A tendering process for the appointment of the consultant would take a further two months.

Prepared timetable

Reading from a timetable prepared by the council, he said that considering the tenders would add a further two months and the waste licence application, including an Environmental Impact Statement and Natura Impact Statement, to be prepared by said consultant, would add a another six months to the process, leading to August 2018.

A further year would elapse (to August 2019) while the Environmental Protection Agency considered the application, according to the council's schedule.

Assuming a licence was granted, three more months would be taken up in preparing tendering documents for the appointment of a contractor to do the work detailed in the said licence.

The tendering process would bring matters to January 2020, while considering the tenders and making an appointment would take the council a further three months.

Upon appointment of a contractor in April 2020, cleaning waste from the illegal dump, removing one million tons of contaminated soil, back-filling the site with inert waste and then landscaping it when completed would take three years - ie, until April 2023.

It was, said Mr Connolly, “a substantial project” and his draft timetable was “very much a tentative document”.

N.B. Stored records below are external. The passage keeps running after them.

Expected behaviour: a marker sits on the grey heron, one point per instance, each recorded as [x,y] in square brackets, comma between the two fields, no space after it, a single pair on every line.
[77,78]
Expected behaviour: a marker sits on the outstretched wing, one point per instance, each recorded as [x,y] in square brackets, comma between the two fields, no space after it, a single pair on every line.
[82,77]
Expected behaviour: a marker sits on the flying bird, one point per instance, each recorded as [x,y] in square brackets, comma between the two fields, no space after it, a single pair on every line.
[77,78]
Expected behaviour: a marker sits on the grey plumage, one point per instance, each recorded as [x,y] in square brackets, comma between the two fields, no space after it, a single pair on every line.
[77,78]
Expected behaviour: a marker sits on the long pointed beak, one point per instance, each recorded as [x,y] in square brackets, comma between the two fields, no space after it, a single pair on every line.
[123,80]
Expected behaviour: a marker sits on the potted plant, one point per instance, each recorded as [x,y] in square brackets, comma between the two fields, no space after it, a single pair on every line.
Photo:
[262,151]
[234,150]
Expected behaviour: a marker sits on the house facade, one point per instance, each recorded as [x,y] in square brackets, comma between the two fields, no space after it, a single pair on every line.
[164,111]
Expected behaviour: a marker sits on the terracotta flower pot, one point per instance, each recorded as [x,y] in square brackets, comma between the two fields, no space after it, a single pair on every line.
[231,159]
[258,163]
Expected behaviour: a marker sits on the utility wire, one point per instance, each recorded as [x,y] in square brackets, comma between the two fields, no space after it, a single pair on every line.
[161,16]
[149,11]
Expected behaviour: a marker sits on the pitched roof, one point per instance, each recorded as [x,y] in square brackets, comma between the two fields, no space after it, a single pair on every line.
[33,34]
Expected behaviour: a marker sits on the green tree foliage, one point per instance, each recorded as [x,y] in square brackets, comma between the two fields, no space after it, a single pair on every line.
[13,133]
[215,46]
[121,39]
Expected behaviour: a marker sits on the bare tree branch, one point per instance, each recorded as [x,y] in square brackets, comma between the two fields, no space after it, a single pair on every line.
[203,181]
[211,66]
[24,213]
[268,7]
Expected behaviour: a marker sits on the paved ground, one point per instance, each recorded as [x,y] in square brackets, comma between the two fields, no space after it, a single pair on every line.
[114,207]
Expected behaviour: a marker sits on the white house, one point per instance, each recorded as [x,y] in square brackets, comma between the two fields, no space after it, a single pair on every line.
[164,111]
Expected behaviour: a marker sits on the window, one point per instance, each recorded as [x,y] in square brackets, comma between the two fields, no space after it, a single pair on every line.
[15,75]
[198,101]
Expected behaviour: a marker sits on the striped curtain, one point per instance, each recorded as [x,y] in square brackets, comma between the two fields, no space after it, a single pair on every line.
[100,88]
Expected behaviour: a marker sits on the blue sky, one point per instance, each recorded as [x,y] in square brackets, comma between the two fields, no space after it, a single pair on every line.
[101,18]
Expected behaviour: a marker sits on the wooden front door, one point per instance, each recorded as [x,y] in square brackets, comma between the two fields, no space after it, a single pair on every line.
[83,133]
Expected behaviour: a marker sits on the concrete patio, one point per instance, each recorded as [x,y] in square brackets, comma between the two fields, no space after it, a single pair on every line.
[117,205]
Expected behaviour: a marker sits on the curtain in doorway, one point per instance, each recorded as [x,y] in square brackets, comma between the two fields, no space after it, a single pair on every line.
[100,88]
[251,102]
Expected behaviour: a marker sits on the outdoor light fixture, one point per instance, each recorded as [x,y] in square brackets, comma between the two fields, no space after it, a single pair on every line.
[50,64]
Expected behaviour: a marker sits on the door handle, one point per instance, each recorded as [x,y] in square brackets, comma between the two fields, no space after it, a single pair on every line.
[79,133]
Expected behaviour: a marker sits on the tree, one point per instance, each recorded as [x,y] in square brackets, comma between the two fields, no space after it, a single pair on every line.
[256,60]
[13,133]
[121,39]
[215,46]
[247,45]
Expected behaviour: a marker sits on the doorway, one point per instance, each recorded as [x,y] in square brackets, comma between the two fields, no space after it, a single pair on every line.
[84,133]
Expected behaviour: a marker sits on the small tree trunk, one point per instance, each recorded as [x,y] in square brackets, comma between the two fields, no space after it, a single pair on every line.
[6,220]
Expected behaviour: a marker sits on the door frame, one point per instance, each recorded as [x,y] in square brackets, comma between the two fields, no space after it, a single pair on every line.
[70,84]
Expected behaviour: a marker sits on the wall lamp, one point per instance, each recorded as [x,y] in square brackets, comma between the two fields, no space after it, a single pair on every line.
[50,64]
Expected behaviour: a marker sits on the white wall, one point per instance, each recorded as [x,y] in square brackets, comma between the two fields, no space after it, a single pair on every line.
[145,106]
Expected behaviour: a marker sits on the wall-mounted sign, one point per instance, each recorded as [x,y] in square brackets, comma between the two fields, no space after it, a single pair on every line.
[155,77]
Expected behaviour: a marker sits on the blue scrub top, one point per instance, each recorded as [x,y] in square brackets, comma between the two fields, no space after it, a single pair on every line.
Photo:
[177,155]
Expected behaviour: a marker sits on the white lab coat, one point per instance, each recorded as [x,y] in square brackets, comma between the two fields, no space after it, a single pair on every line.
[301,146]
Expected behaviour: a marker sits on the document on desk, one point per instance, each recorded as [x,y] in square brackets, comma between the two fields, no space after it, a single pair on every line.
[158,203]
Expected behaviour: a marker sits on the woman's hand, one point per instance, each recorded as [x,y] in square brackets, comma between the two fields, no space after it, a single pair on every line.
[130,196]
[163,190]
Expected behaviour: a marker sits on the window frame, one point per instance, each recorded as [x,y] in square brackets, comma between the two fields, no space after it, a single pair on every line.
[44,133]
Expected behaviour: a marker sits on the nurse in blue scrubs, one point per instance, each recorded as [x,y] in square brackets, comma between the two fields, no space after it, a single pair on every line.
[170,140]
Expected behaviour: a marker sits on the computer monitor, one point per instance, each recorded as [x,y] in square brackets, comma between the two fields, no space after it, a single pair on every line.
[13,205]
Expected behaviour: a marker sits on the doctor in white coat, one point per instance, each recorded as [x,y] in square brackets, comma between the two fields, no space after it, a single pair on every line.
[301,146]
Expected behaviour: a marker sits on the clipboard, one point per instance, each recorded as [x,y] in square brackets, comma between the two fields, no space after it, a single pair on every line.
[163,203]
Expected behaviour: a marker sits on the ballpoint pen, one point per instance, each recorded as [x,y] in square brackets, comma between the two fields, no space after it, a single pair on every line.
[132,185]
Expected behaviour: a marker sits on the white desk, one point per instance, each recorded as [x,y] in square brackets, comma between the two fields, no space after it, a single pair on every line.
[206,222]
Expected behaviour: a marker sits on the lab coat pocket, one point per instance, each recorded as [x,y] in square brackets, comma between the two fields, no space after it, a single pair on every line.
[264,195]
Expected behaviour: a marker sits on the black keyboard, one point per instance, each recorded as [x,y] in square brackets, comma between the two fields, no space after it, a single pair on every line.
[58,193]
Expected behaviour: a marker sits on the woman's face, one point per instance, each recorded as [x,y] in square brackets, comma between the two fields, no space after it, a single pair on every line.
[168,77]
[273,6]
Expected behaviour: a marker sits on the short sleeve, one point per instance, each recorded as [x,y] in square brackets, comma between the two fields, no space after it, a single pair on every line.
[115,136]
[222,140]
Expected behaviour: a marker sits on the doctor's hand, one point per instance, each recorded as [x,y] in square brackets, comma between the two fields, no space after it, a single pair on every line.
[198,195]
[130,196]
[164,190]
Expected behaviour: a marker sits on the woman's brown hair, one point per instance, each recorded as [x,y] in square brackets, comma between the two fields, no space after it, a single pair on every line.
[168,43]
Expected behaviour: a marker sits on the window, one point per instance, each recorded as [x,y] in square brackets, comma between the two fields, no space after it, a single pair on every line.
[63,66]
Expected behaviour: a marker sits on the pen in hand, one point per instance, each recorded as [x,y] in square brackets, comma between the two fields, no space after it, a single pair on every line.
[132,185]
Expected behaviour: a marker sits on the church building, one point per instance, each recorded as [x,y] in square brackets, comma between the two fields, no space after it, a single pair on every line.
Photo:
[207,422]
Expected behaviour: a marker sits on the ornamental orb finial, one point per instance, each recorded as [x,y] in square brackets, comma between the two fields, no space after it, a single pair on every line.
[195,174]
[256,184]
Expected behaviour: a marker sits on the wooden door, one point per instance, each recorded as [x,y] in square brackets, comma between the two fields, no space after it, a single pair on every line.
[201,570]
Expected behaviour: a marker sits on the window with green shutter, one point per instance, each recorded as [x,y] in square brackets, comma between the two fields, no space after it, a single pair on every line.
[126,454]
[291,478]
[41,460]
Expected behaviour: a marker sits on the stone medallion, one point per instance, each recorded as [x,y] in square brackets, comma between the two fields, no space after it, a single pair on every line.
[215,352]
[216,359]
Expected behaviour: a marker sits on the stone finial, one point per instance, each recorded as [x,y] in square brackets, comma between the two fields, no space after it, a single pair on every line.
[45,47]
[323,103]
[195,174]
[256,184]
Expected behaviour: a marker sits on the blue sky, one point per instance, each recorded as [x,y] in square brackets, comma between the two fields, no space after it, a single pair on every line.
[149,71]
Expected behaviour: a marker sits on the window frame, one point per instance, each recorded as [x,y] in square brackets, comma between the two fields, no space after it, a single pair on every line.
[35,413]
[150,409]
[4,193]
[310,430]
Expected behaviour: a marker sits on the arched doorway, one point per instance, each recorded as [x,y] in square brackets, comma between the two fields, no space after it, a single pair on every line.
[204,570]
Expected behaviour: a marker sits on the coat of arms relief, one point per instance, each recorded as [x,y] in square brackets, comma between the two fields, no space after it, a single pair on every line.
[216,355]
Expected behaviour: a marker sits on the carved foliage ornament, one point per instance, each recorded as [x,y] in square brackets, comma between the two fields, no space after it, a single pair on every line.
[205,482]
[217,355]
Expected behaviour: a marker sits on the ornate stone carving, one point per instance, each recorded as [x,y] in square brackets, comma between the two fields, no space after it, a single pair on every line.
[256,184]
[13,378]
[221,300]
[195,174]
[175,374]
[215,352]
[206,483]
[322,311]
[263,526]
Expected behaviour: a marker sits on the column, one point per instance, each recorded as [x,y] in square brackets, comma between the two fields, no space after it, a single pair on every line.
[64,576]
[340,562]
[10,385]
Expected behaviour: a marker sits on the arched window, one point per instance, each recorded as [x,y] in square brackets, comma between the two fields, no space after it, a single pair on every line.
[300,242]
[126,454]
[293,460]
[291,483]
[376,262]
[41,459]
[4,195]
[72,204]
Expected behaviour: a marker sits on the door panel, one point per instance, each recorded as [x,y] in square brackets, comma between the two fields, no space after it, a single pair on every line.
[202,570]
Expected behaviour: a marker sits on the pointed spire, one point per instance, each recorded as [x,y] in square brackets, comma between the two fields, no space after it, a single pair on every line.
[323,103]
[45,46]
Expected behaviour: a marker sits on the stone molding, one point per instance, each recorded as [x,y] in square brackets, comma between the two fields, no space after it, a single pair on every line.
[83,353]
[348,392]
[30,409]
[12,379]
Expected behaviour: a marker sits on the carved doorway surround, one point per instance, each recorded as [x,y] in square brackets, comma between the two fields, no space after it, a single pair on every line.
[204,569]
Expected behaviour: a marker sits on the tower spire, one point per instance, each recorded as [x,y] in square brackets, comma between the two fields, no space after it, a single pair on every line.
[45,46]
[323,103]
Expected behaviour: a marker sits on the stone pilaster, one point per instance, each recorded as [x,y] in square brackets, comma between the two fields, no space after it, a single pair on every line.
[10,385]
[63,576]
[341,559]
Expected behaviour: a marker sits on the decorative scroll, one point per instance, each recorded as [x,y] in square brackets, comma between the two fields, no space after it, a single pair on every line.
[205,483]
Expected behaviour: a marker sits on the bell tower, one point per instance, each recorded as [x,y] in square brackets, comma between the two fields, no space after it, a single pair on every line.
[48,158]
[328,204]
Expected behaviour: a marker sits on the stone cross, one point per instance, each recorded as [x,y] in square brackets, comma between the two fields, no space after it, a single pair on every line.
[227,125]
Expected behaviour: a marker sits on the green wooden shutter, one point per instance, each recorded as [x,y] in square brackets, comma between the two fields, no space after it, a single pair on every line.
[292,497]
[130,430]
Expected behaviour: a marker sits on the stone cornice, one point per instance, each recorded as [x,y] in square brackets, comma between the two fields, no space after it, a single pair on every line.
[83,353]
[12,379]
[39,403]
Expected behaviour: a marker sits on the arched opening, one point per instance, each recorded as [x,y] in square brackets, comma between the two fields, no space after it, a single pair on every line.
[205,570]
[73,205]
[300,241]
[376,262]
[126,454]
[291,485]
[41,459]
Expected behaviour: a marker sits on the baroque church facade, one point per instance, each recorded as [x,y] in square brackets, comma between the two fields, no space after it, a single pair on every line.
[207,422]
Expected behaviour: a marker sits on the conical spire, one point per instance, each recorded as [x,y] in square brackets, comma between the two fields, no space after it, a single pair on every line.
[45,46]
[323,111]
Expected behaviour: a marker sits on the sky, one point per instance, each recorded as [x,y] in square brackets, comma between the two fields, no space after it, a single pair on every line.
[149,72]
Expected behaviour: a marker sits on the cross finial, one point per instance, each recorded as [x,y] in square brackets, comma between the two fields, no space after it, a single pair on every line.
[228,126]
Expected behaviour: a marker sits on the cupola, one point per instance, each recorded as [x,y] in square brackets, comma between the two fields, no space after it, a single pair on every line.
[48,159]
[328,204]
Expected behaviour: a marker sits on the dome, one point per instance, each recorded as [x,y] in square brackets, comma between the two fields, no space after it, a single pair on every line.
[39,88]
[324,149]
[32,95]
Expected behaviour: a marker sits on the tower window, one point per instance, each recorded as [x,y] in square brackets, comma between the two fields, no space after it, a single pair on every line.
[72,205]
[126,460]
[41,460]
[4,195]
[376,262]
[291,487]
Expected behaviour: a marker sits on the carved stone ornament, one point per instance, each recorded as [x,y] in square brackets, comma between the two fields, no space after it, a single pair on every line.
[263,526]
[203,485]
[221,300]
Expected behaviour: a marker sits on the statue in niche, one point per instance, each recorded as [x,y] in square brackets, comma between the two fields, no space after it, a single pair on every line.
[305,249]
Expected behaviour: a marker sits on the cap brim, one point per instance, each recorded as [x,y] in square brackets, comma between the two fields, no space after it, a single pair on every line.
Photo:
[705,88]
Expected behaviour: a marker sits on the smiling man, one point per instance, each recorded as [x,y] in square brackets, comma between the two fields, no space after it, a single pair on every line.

“We need to take stock of where we are,” he told the judge, adding that “there may be a budgeting issue” for the council.

Consultants familiar with the case suggest upwards of €100 million may be needed to pay for the remediation of the site, which the council claimed to have completed in 2014 at a cost of €3.9 million but which Mr Justice Humphreys described as “botched”.

Earlier in the long-running case, between the site’s current owner, Brownfield Restoration (Ireland) Limited, and the council, the latter estimated that removing the illegally dumped waste, estimated variously to be between 288,000 tons and 1.4 million, but not the one million tons of contaminated soil, would cost about €35 million.

It was not clear where the illegal waste would go as the State’s six licensed landfill sites had caps as to the amount of waste they could take. It was not clear either that the construction industry was producing sufficient infill material to replace the illegal waste.

Peter Bland, SC, acting for Brownfield, commented that six years was being suggested to effect what was "an urgent remediation project". The public procurement card was being played, he suggested, adding that the council's draft timetable gave rise to "three potential mischiefs".

He enumerated these as delays, variables and unnecessary legal complications.

Urgency

“There can be no process that can undermine the court’s order,” he said. “This is an exceptional circumstance requiring urgency.”

He suggested it was feasible to start removing the illegal waste and contaminated soil within a month and finish that job within a year. Within a further year, it would be possible to restore the site with landscaping - “so all works would be complete within two years of today’s date”.

A further six months’ monitoring would see an end to the job, suggesting two and a half years.

Mr Justice Humphreys asked the council to discuss the situation with the EPA and return to court on Thursday with an indication as to the agency’s attitude toward the necessity or otherwise of a waste licence.